Abstract: The importance of weather-driven renewable energies for the United States energy portfolio is growing. The main perceived problems with weather-driven renewable energies are their intermittent nature, low power density, and high costs. In 2009 we began a large-scale investigation into the characteristics of weather-driven renewables. The project utilized the best available weather data assimilation model to compute high spatial and temporal resolution power datasets for the renewable resources of wind and solar PV. The weather model used is the Rapid Update Cycle for the years of 2006-2008. The team also collated a detailed electrical load dataset for the contiguous USA from the Federal Energy Regulatory Commission for the same three-year period. The coincident time series of electrical load and weather data allows the possibility of temporally correlated computations for optimal design over large geographic areas.
In the past two years, the team have designed and built a sophisticated mathematical optimization tool that is based upon linear programming with an economic objective. The tool has been constructed to include salient features of the electrical grid, such as; transmission, construction and siting constraints, reserve requirements, electrical losses due to transmission, asynchronous regions, "reliability" enforcement, capital costs, fuel costs, and many others.

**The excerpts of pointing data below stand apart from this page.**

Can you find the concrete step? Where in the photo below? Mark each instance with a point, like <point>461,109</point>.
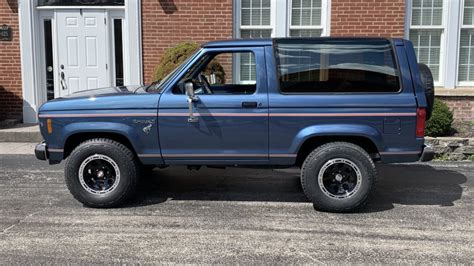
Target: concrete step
<point>21,133</point>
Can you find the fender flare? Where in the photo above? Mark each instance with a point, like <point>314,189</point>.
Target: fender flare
<point>102,127</point>
<point>328,130</point>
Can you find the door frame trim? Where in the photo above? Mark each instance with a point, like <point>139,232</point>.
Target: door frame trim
<point>33,85</point>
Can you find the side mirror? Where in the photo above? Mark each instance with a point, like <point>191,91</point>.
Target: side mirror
<point>189,88</point>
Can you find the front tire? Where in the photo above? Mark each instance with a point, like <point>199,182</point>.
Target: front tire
<point>101,173</point>
<point>338,177</point>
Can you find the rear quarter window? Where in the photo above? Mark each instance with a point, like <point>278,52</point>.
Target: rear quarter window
<point>336,66</point>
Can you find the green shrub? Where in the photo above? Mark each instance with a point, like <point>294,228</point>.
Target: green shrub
<point>174,56</point>
<point>441,120</point>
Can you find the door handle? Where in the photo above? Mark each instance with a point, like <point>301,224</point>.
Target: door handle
<point>63,80</point>
<point>249,104</point>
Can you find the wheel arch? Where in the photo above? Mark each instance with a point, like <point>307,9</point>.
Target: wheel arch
<point>75,139</point>
<point>364,136</point>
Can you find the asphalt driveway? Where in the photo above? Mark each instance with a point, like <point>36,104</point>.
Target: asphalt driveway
<point>419,214</point>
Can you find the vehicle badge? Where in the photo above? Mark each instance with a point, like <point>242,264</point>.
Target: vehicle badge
<point>147,129</point>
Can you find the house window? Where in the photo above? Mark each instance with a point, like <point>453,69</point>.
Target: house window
<point>466,44</point>
<point>306,18</point>
<point>255,19</point>
<point>275,18</point>
<point>426,33</point>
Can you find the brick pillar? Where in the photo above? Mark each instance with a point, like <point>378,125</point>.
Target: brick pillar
<point>10,64</point>
<point>367,18</point>
<point>167,22</point>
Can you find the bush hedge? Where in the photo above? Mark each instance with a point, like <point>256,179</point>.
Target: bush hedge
<point>440,121</point>
<point>174,56</point>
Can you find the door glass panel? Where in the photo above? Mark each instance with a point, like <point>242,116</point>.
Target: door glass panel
<point>48,47</point>
<point>214,74</point>
<point>81,2</point>
<point>118,50</point>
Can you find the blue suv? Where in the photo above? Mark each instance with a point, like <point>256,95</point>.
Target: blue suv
<point>330,106</point>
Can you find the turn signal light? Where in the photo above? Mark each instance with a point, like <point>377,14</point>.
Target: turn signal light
<point>49,124</point>
<point>420,122</point>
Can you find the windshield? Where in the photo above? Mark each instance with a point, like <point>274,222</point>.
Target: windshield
<point>157,86</point>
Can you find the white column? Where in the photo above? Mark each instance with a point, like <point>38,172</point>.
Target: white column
<point>26,14</point>
<point>133,43</point>
<point>280,17</point>
<point>453,12</point>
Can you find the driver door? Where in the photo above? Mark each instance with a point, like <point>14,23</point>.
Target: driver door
<point>232,120</point>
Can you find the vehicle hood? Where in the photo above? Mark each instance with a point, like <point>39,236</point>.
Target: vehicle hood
<point>123,97</point>
<point>103,92</point>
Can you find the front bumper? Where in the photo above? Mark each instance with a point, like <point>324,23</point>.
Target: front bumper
<point>41,151</point>
<point>427,154</point>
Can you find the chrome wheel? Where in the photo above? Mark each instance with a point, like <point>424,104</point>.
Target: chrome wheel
<point>339,178</point>
<point>99,174</point>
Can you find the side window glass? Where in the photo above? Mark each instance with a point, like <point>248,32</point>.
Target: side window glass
<point>364,66</point>
<point>223,74</point>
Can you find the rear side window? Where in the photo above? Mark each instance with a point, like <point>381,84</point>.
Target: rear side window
<point>336,66</point>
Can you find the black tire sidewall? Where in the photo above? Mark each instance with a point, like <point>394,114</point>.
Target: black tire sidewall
<point>316,161</point>
<point>125,165</point>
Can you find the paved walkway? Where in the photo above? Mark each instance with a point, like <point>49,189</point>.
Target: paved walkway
<point>17,147</point>
<point>21,133</point>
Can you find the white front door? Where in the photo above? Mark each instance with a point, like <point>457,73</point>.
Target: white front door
<point>82,50</point>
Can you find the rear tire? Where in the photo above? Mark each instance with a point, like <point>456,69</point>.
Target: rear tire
<point>101,173</point>
<point>338,177</point>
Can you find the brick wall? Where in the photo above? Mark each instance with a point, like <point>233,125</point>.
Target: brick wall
<point>367,18</point>
<point>462,107</point>
<point>10,65</point>
<point>166,22</point>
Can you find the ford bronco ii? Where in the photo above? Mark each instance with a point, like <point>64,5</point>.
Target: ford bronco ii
<point>331,106</point>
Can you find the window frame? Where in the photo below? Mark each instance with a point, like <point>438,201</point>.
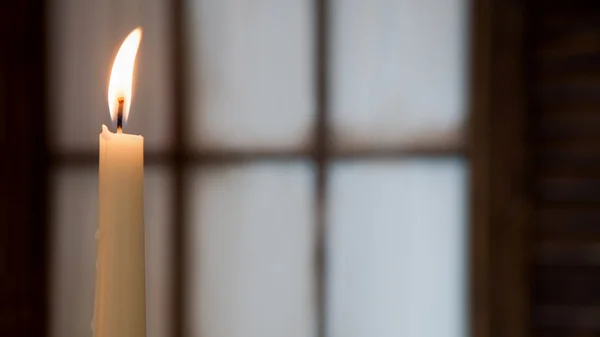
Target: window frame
<point>495,151</point>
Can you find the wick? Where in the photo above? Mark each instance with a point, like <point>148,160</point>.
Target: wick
<point>120,115</point>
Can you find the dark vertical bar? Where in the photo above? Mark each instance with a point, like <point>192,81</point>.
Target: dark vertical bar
<point>321,158</point>
<point>178,206</point>
<point>23,171</point>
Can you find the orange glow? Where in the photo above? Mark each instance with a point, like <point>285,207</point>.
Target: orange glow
<point>121,76</point>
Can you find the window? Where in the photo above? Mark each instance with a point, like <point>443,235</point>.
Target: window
<point>310,182</point>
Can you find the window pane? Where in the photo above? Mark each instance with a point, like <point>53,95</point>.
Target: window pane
<point>398,72</point>
<point>251,251</point>
<point>250,73</point>
<point>396,246</point>
<point>73,272</point>
<point>84,37</point>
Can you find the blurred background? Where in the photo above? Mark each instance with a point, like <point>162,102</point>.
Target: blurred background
<point>322,168</point>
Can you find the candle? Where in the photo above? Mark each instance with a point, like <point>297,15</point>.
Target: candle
<point>120,308</point>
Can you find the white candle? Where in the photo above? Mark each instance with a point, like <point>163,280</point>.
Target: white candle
<point>120,308</point>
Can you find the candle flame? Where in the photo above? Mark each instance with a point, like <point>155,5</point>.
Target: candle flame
<point>121,76</point>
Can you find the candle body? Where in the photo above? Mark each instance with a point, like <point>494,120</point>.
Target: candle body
<point>120,308</point>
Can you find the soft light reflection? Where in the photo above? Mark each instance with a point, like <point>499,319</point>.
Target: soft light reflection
<point>121,76</point>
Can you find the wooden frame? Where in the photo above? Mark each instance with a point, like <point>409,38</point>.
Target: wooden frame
<point>500,198</point>
<point>500,195</point>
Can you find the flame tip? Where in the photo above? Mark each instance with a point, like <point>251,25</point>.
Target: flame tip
<point>121,77</point>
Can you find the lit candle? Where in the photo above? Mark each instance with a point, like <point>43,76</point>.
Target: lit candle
<point>120,308</point>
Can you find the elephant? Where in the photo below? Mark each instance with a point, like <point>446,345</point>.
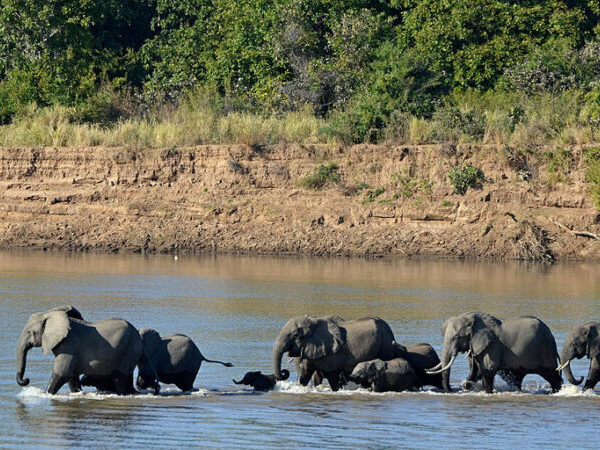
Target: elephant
<point>108,349</point>
<point>71,311</point>
<point>421,357</point>
<point>261,382</point>
<point>173,360</point>
<point>517,347</point>
<point>381,376</point>
<point>332,347</point>
<point>583,340</point>
<point>306,370</point>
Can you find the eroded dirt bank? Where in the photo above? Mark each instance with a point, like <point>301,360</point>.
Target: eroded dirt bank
<point>388,201</point>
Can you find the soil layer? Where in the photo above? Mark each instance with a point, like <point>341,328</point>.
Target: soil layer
<point>388,201</point>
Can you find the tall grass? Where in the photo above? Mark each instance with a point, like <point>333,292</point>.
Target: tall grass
<point>492,117</point>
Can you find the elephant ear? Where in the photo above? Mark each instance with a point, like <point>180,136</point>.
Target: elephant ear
<point>481,340</point>
<point>593,346</point>
<point>71,311</point>
<point>56,328</point>
<point>323,339</point>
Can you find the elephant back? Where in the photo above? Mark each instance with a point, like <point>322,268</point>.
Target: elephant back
<point>369,338</point>
<point>531,342</point>
<point>182,354</point>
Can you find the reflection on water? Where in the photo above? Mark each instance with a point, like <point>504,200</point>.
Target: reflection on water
<point>233,308</point>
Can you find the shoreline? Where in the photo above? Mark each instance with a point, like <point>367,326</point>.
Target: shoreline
<point>235,199</point>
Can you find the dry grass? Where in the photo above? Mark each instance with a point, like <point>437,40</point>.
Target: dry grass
<point>54,126</point>
<point>506,118</point>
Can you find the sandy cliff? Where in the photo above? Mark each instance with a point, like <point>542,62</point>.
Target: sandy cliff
<point>389,201</point>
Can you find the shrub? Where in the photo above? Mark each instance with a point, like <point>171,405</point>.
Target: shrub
<point>372,194</point>
<point>321,176</point>
<point>557,166</point>
<point>464,177</point>
<point>592,172</point>
<point>454,121</point>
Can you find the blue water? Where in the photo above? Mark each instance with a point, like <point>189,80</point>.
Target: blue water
<point>233,307</point>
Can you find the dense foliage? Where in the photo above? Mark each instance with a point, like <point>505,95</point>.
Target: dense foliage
<point>368,66</point>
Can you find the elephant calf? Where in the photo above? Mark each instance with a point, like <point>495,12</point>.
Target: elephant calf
<point>261,382</point>
<point>381,376</point>
<point>176,360</point>
<point>582,341</point>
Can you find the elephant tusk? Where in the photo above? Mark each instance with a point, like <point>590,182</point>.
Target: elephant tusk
<point>435,367</point>
<point>435,372</point>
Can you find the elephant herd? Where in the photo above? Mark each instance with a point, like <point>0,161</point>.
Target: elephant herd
<point>105,354</point>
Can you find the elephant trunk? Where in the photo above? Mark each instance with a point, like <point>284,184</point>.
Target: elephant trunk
<point>279,349</point>
<point>22,348</point>
<point>569,374</point>
<point>448,356</point>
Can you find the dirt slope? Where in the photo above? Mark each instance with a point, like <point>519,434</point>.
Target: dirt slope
<point>242,199</point>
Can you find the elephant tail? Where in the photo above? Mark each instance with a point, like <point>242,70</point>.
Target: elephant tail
<point>218,362</point>
<point>399,350</point>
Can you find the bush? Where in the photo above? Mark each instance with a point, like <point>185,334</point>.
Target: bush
<point>454,121</point>
<point>321,176</point>
<point>592,172</point>
<point>464,177</point>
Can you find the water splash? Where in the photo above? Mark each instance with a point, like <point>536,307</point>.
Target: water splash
<point>34,395</point>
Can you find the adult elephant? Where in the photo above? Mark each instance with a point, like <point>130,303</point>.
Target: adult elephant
<point>582,341</point>
<point>421,357</point>
<point>171,360</point>
<point>107,350</point>
<point>333,348</point>
<point>306,369</point>
<point>520,346</point>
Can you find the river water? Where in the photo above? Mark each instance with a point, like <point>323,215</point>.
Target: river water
<point>233,307</point>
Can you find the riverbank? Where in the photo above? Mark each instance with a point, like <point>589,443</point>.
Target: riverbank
<point>300,199</point>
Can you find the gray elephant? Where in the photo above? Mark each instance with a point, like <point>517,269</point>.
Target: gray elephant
<point>334,348</point>
<point>173,360</point>
<point>582,341</point>
<point>306,369</point>
<point>108,349</point>
<point>261,382</point>
<point>381,376</point>
<point>517,347</point>
<point>421,357</point>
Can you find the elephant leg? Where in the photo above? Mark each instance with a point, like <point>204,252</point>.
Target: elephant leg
<point>553,377</point>
<point>62,372</point>
<point>334,381</point>
<point>55,383</point>
<point>593,374</point>
<point>75,384</point>
<point>317,379</point>
<point>123,383</point>
<point>186,382</point>
<point>487,377</point>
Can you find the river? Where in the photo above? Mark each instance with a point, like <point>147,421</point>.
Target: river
<point>233,307</point>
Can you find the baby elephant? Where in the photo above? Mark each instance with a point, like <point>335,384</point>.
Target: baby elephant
<point>381,376</point>
<point>261,382</point>
<point>176,360</point>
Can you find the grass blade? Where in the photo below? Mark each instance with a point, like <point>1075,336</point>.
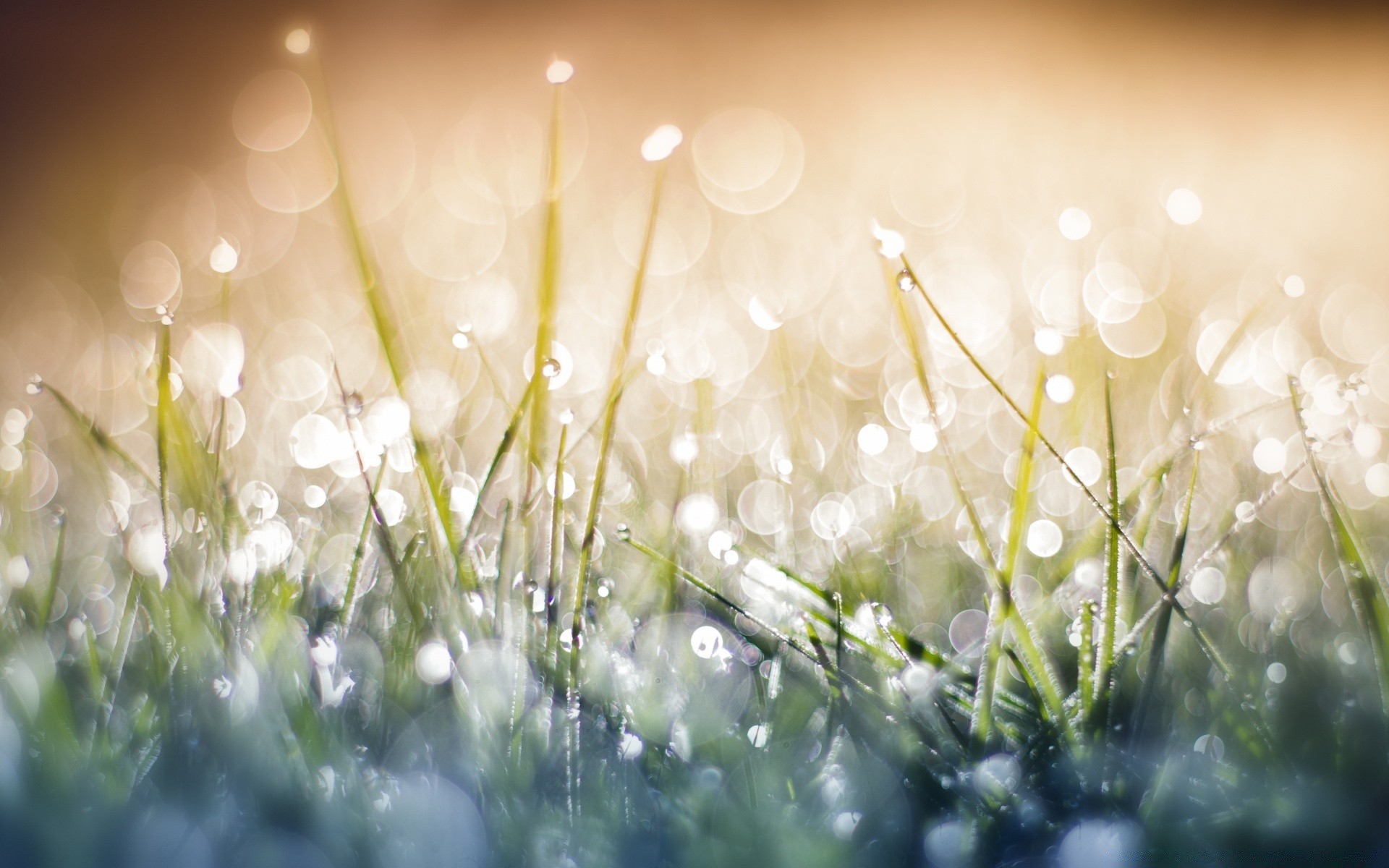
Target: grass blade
<point>1108,639</point>
<point>1366,596</point>
<point>1095,502</point>
<point>1164,618</point>
<point>610,404</point>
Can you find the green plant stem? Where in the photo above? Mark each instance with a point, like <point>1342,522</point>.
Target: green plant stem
<point>1108,639</point>
<point>1164,618</point>
<point>610,406</point>
<point>1202,641</point>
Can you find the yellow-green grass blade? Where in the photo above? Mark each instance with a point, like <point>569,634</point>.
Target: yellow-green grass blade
<point>610,407</point>
<point>1108,641</point>
<point>1366,596</point>
<point>1212,653</point>
<point>1164,620</point>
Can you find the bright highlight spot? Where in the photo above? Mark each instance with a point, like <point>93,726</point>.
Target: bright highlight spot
<point>889,243</point>
<point>297,41</point>
<point>872,439</point>
<point>1184,208</point>
<point>661,142</point>
<point>1270,454</point>
<point>706,641</point>
<point>433,663</point>
<point>224,258</point>
<point>558,71</point>
<point>1074,224</point>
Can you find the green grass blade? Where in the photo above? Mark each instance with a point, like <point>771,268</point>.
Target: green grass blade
<point>610,406</point>
<point>1108,641</point>
<point>1164,620</point>
<point>1002,599</point>
<point>99,436</point>
<point>382,321</point>
<point>1366,596</point>
<point>1095,502</point>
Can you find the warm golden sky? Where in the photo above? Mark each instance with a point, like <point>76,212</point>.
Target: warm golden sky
<point>1283,111</point>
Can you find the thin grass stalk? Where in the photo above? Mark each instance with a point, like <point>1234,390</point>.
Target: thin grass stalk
<point>546,303</point>
<point>163,421</point>
<point>1108,639</point>
<point>382,320</point>
<point>610,406</point>
<point>1085,664</point>
<point>54,573</point>
<point>1189,569</point>
<point>1164,618</point>
<point>552,590</point>
<point>1002,599</point>
<point>1366,595</point>
<point>388,545</point>
<point>1202,641</point>
<point>614,395</point>
<point>504,449</point>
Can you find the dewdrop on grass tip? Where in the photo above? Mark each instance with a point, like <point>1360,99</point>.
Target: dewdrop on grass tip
<point>558,71</point>
<point>661,142</point>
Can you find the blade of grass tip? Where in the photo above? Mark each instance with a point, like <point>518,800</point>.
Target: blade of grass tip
<point>1095,502</point>
<point>919,362</point>
<point>509,436</point>
<point>610,406</point>
<point>1108,641</point>
<point>381,317</point>
<point>54,571</point>
<point>552,590</point>
<point>1002,602</point>
<point>1164,618</point>
<point>1366,596</point>
<point>1042,673</point>
<point>99,436</point>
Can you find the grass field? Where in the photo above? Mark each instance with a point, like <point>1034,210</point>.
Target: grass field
<point>412,543</point>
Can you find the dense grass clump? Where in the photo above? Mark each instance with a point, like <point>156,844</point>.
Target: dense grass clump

One important test included existing US carbon free power sources, natural gas power when needed, and a High Voltage Direct Current power transmission network. This study shows that the costs and carbon emissions from an optimally designed national system decrease with geographic size. It shows that with achievable estimates of wind and solar generation costs, that the US could decrease its carbon emissions by up to 80% by the early 2030s, without an increase in electric costs. The key requirement would be a 48 state network of HVDC transmission, creating a national market for electricity not possible in the current AC grid.